At the level of the exosystem, or society at large, the economic consequences of the crisis are also risk factors [
52]. Lost income, cumulative material adversity and housing hardships are the main predictors of child maltreatment [
53]. For those living in low-income and crowded households without open spaces, challenges posed by COVID-19 are exacerbated [
49]. Social isolation, in turn, prevents the detection of situations of abuse by people outside the family and stops the parents from seeing other models of relationships with children not based on violence, limiting accessible and familiar support options [
54]. While the dramatic decline in social interactions is likely to have limited the contact of children with a wide range of potential reporters of child maltreatment including pediatricians and extended family members, the forced closure of nurseries and schools may also have significantly affected both the reporting and the incidence of cases of child maltreatment; this is especially worrying in view of the low levels of reporting in normal conditions [
55]. Public nurseries represent an important protective factor against maltreatment [
56] but their ability to play this role has been curtailed by COVID-19. Also, school closures have meant an estimated 27% decline in the reported allegations of abuse, neglect, or abandonment of children made to the Florida Child Abuse Hotline during March and April 2020, a reduction very similar to that seen in normal times when school is out of session [
57]. In addition, the resources that many at-risk parents rely on are no longer available in many areas in times of crisis.
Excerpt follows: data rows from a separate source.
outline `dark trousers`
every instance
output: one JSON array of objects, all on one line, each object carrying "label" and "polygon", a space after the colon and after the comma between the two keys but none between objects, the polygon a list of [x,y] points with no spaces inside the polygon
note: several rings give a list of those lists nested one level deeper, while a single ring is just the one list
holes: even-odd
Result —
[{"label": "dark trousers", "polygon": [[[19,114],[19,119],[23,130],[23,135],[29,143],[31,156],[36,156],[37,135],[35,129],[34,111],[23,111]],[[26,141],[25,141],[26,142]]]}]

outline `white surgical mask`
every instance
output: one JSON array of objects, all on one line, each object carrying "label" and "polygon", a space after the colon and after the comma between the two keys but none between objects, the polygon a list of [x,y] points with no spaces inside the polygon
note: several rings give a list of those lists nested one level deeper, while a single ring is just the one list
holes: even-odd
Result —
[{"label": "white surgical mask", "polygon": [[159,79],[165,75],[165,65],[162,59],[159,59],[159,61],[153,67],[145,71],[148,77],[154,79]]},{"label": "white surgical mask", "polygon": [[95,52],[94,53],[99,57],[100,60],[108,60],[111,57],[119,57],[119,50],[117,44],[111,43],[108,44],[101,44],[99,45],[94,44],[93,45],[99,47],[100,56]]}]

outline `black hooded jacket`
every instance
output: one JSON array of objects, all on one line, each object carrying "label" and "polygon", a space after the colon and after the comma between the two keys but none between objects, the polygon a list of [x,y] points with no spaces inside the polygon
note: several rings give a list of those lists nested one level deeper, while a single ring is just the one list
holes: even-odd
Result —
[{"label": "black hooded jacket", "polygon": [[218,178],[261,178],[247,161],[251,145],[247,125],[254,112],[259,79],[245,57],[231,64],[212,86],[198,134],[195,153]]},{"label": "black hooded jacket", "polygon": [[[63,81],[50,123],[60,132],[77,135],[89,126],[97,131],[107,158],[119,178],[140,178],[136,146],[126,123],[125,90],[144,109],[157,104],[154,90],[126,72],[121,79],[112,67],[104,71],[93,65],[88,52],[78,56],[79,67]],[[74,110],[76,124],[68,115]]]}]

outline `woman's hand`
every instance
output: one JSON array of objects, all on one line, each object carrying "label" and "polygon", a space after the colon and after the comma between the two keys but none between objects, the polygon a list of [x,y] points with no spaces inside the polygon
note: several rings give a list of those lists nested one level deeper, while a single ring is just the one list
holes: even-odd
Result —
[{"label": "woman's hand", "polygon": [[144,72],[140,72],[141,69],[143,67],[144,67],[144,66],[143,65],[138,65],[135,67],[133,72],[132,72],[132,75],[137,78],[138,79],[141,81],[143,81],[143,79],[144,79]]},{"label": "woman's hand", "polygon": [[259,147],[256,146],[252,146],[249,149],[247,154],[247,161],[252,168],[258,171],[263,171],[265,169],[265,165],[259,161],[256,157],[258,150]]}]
Recent research has highlighted the restrictions experienced by the NGOs around the world in their attempts to provide services to vulnerable children and families during confinement [
58].
Finally, with regard to culture, attitudes towards children and their rights constitute a key risk factor for violence in the COVID-19 context. Even though research has shown that children are not the main drivers of the pandemic [
59], in many countries they have been accused of being vectors of transmission of the virus, even by official leaders, and are considered more contagious than asymptomatic adults. This may have led to a degree of social rejection and may have engendered a lack of empathy for the serious consequences of home-confinement for their development and well-being [
60]. In fact, even though adult society is returning to normal, schools, kindergartens or even playgrounds in most countries remain closed [
61]. The treatment of this crisis is absolutely adult-centered—that is, focused on the needs and criteria of adults—and has neglected the needs of the most vulnerable and their protection. The UN Convention on the Rights of the Child is being ignored in most countries, both during the lockdown and since [
62]. As a result, the increase in violence against children both during and since the pandemic may even surpass the substantial increase characteristically observed in reports following natural disasters and other catastrophic events.
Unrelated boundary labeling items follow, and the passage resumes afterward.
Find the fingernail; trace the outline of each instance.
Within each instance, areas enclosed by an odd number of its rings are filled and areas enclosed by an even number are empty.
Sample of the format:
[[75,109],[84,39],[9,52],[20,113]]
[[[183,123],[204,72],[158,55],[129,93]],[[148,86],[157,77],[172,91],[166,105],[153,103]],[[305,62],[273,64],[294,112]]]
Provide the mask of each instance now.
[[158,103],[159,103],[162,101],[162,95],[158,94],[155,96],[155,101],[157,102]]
In view of the above, some of the core principles of the risk-need-responsivity model [
63] could be applied to the prevention of child victimization [
64]. Knowledge of the risk factors is vital for preventing or reducing violence, and for identifying the most suitable forms of support and intervention in order to address these risks in a proportionate manner. This is a crucial aspect considering that methods of prevention will need to adapt to the post-COVID-19 scenario.